Look down to see the huge towers of Boulder Star coral below that shelter a variety of fish. Go slow! Its not an exercise. When you go slow enough, it will take you 20 minutes to get to the shallowest part of the second reef (less than 30 feet). At that spot the second reef touches the first one again. Here you see schools of Black Margates, Schoolmaster and other Snappers hanging underneath the big coral heads. Going further South, the second reef gets deeper again. But it is worth your while to continue for a minute or so, to see a big school of Horse-eye Jacks circling near the surface. Cross the channel to go back on the first reef and turn left again (North this time). It has a gentle slope and you should be able to see the mooring if you are around 20 feet at the last part of your dive.

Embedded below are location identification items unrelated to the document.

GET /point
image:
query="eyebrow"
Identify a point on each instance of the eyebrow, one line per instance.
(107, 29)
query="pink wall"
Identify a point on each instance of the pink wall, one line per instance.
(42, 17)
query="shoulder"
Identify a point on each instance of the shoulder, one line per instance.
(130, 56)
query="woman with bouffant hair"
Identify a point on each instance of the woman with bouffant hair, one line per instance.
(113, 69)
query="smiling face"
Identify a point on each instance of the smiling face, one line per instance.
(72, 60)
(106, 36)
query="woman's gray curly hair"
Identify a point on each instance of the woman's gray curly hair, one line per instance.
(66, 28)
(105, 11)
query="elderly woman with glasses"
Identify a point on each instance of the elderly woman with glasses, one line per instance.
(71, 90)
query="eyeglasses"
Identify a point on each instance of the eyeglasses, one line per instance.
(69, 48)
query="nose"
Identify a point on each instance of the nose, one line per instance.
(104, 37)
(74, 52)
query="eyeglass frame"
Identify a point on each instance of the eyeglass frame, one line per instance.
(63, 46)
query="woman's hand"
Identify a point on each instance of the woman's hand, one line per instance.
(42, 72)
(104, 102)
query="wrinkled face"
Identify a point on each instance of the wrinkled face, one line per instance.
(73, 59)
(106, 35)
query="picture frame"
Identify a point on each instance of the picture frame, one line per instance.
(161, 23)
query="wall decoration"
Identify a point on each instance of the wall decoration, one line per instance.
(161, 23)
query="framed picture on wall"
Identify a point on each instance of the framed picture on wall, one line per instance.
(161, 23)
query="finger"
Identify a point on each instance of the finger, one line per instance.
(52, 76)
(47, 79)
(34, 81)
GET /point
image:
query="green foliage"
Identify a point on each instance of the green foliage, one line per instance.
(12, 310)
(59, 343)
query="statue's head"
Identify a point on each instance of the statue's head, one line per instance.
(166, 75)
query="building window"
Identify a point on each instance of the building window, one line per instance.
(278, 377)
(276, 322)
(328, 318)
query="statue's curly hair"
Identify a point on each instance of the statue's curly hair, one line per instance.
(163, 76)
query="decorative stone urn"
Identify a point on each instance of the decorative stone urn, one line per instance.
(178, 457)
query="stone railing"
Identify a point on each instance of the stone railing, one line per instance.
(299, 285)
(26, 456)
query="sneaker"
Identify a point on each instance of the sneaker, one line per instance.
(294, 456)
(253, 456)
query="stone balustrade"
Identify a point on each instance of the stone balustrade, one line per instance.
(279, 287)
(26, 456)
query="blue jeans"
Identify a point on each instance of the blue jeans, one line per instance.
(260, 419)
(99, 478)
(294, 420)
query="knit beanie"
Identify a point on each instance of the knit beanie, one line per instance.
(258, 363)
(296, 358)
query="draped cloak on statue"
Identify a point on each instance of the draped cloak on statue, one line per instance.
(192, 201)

Sorry folks, my number 3 Bonaire dive site is on the East side again. Between Lac Cai and the Blue Hole is a beautiful slope named Fungi. The dive site on Bonaire to see Eagle Rays graciously flying by. And Stingrays, and Turtles, and – but only for the very lucky ones – every once in a while a Manta Ray passes by here. The reef is extraordinary healthy, a real joy for the eye. If you know where to look (and have your lucky day) you will see Nurse Shark and maybe a Reef Shark too.

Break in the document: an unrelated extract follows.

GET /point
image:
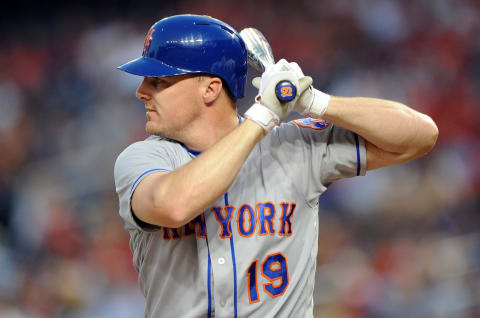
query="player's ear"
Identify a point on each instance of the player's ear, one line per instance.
(211, 89)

For Fungi, there also are two ways to get there. From the shores of Cai, or with the East Coast Divers boat. When you are diving from shore, careful planning is a life saving must. I hate swimming at the surface, so I start my dive right away, using the channel to go out. It is a 20 minute swim to the reef, but on the way there you will see Spotted Lobsters, Grey Snappers and Tarpon to make it worth your while. Depending on your air consumption you may have 20 minutes on the reef itself, before its time to get back in the channel. I sure hope you are at the right spot when you still have at least a third of your air left, or you are in big trouble. Unless the tidal current is inbound. It is ripping, and when the current is inbound you will be back in no time. When it is outbound you have to pull yourself in along the bottom. Or slowly go to the surface and pray for a fishing boat or the East Coast boat to pick you up. My advise, take the boat to go there. And if you want to do it as a shore dive, take a good local guide.

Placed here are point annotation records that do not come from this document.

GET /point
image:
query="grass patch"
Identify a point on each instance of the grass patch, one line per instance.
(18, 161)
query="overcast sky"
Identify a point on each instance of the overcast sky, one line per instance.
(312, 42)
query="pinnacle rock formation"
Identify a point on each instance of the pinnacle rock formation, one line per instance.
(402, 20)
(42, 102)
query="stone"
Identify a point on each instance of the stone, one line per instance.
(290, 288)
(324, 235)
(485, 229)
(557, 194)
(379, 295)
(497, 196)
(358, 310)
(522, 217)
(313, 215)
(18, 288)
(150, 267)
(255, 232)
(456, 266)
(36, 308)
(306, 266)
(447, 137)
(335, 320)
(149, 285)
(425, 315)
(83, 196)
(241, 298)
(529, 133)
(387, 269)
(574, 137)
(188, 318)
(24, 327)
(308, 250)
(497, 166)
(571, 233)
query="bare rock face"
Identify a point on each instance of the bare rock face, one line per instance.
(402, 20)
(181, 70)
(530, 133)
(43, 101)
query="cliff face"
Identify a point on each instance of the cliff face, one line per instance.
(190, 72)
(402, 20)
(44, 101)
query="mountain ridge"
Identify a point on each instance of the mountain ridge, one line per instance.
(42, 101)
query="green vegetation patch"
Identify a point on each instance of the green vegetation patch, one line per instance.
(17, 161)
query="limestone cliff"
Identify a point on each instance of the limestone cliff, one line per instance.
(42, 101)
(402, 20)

Its getting harder and harder after the top 3 Bonaire dive sites. Most dive sites around Klein Bonaire are gorgeous, especially on the East and South side. Up North the 1000 Steps and Karpata are favorites. The drift from unmarked La Dania`s Leap to Karpata is unforgettable. The more South you go on the Western shore, the more it looks like the East Coast dives I described. Invisibles is a must, and Margate Bay. On quiet days you should go to Red Slave, that usually is too rough on windy days. For wreck divers there is the Hilma Hooker or the much smaller wrecks at Habitat, Front Porch and Harbour Village. But whatever you do, DON’T TOUCH THE CORAL and enjoy the beauty of the Marine Park.